U.S. Names Spy Chief for Cuba and Venezuela

U.S. "Intelligence Czar" John Negroponte appointed a former national security advisor for President Reagan as head of intelligence for Cuba and Venezuela on Nov. 27.

Norman Bailey, a Latin American specialist and Cold War expert, will be "mission manager" for the two countries, responsible for "leading the Intelligence Community at a strategic level, by integrating collection and analysis of data, identifying and filling gaps in intelligence and planning and ensuring the implementation of strategies."

Otto Reich, former assistant secretary of state for the Western Hemisphere and an Iran-Contra affair alumnus (along with Negroponte), praised the former Mobil Oil Company employee as being "very knowledgeable."

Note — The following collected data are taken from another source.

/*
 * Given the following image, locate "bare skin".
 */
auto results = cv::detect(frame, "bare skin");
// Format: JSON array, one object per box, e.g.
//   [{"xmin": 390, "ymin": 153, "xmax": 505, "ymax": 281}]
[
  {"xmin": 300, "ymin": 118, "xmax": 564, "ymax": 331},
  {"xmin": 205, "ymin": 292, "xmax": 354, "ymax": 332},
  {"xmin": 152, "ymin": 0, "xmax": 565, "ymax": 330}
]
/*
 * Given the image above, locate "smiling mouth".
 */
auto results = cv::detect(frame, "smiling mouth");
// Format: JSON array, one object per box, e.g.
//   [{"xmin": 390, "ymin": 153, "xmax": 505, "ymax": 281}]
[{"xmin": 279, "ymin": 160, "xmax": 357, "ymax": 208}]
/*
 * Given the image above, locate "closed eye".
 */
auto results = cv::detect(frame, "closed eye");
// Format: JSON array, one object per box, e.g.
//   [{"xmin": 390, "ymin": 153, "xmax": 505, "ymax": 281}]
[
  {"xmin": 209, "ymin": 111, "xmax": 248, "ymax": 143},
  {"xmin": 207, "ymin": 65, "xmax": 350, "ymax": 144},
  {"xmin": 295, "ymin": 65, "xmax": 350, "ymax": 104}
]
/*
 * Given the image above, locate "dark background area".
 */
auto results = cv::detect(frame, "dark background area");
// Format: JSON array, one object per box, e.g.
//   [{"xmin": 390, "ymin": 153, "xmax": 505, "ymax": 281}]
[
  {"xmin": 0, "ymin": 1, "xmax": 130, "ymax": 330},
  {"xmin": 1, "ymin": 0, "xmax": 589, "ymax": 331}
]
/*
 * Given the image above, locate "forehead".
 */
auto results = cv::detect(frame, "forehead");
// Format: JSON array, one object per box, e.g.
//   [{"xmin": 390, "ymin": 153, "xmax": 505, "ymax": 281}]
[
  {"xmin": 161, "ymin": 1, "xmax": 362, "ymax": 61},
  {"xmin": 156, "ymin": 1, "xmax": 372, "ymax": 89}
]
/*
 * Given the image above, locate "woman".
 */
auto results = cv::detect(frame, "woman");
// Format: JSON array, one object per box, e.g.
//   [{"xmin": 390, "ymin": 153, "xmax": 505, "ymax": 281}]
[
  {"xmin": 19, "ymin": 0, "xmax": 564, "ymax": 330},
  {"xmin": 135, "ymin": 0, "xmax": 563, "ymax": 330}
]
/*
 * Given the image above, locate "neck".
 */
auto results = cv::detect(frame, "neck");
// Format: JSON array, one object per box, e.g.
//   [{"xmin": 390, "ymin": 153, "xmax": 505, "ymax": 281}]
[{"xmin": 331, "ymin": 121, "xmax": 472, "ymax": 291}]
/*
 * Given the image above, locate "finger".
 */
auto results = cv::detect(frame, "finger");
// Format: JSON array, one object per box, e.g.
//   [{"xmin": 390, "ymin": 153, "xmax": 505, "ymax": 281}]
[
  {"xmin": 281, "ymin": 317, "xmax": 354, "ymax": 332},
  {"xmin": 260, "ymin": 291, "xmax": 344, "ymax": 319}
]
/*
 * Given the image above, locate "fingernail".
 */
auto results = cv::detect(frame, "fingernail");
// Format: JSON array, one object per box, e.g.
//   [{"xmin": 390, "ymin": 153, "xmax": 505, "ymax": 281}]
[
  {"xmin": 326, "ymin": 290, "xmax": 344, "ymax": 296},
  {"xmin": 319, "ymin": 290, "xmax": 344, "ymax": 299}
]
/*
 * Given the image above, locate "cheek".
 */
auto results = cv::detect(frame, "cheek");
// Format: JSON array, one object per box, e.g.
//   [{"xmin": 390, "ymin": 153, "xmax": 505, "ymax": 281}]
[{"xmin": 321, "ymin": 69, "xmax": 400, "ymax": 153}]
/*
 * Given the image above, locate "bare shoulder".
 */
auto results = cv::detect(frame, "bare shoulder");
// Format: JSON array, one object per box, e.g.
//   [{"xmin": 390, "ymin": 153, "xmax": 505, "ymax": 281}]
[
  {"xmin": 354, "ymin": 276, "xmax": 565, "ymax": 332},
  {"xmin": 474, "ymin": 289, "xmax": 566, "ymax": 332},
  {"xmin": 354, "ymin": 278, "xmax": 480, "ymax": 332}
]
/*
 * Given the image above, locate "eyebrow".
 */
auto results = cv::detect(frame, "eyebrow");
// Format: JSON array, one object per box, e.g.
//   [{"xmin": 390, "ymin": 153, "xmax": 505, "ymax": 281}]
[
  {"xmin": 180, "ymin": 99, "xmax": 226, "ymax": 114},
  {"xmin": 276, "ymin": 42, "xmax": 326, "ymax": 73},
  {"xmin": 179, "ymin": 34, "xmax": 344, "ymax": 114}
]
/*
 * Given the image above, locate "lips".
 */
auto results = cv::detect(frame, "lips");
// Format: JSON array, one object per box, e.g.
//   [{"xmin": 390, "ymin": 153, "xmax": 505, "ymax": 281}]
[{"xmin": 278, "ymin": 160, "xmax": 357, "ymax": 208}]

”He understands political action, he understands public diplomacy, he understands the psychological aspects of the world we’re in,” Reich told The Miami Herald.

Bailey, while working for the National Security Council in the 1980’s, had the opportunity to work with perennial presidential candidate Lyndon H. LaRouche Jr. and his "followers". He described LaRouche’s intelligence organization as "one of the best…in the world"

Larouche is known to have accused former presidential candidate Walter F. Mondale of being a Soviet agent and Queen Elizabeth II of England of being a dope dealer.